26 February 2022

Spring Batch as tool for ETL

Table of contents:

The Goal
The main concepts of Spring Batch
What we need to do to use Spring Batch
What about testing
Results
Things that make me happy
The main difficulties
Conclusion

Spring Batch to do batch processing. Let’s process something in batches.

All code you can find here: https://github.com/AGanyushkin/demo-springbatch

A lot of interesting docs you can find here: https://spring.io/projects/spring-batch.

The Goal

For this overview I am going to implement very simple job to upload data snapshot from arxiv.org to my local PostgreSQL database with primitive processing.

Snapshot can be downloaded from kaggle site: https://www.kaggle.com/datasets/Cornell-University/arxiv?resource=download it is single JSON file contains 1.7 million entries and has 3.48 GB size.

Each entry has fields like: id, title, doi, etc… I want to create table in database which will contain one row per each json entry with parsed field and with field which will contain all json as text.

The main concepts of Spring Batch

Step – this is a smallest processed unit in Spring Batch. This element consists of ItemReader, ItemProcessor and ItemWriter which will get, process and store your data. In Spring Batch we can find some set of ItemReader’s and ItemWriter’s – List of ItemReaders and ItemWriters

Job – it is set of steps. All steps in the Job will be executed one by one by default or we can organize processing flow with sequential and/or parallel steps or combine what we need.
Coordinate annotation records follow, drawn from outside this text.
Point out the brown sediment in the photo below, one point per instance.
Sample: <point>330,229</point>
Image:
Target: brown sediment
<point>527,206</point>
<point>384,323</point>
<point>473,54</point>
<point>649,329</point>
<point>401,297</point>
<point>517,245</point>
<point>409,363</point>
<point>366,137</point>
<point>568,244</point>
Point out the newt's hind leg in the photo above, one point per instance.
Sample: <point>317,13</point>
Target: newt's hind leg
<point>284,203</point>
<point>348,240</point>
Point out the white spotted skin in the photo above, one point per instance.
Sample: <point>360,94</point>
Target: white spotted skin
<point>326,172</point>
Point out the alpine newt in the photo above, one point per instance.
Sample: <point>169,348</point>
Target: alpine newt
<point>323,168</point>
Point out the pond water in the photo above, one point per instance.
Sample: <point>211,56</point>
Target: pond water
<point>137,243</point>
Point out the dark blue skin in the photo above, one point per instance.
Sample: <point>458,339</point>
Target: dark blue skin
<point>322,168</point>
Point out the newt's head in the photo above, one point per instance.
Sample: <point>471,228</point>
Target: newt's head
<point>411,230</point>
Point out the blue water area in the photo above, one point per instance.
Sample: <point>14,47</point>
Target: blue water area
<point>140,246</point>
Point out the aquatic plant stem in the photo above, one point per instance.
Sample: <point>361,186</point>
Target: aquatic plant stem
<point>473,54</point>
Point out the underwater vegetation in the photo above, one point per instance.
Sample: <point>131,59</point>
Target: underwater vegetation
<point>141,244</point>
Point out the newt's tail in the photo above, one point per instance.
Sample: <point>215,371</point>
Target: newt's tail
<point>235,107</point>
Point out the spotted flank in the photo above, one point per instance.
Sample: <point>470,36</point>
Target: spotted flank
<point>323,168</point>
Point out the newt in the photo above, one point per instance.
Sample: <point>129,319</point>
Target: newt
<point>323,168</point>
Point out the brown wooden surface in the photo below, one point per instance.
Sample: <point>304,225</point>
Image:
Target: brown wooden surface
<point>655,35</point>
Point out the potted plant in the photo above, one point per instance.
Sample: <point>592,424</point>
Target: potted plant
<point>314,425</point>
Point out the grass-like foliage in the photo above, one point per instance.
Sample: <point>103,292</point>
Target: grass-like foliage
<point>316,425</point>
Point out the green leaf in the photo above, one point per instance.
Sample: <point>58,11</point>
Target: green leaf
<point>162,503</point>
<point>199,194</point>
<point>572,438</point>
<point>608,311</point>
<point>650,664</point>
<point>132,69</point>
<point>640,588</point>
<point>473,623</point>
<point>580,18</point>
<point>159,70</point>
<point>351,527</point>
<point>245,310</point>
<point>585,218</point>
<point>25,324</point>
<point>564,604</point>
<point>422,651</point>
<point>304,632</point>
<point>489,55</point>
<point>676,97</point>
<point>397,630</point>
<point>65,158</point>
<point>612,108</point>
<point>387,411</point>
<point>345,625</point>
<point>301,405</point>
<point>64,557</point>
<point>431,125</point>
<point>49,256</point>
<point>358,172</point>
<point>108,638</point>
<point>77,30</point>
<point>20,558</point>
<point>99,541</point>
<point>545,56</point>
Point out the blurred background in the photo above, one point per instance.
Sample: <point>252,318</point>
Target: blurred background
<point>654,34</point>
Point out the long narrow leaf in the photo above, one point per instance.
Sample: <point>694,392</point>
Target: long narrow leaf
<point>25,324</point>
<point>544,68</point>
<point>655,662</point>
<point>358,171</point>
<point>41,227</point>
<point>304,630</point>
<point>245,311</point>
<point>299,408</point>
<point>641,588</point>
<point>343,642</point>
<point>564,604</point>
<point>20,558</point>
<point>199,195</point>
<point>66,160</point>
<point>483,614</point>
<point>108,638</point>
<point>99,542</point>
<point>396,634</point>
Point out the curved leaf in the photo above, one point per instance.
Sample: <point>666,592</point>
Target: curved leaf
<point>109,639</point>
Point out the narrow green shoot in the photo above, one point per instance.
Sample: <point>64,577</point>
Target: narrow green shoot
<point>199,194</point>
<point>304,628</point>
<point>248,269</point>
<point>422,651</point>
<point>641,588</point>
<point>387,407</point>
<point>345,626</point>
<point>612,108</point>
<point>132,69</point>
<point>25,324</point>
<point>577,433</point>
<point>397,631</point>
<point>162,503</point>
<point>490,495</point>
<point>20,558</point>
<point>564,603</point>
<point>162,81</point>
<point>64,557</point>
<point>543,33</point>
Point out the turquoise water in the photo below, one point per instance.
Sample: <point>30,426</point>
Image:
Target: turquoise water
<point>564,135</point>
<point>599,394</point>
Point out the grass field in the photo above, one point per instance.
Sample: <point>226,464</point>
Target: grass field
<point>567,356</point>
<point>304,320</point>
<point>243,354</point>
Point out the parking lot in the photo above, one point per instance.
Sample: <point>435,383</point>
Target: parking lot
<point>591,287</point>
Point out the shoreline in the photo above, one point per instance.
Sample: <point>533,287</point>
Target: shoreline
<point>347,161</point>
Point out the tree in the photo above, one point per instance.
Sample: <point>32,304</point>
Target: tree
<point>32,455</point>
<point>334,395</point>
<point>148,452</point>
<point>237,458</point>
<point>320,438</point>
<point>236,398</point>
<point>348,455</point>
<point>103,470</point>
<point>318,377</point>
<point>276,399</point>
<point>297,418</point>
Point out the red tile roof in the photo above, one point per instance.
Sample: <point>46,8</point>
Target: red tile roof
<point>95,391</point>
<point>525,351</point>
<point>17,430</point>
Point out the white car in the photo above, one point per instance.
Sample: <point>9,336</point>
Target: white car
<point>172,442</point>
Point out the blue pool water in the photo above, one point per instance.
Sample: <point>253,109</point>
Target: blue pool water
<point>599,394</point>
JobLauncher – responsible for launching of jobs. By default in Spring Batch we have sequential & synchronous job processing but if we need we can configure different launcher or replace default implementation

JobRepository – keep all processing metadata like jobs, statuses, steps, etc.. in database. If you don’t need any specific behaviour in this part it will be configured automatically.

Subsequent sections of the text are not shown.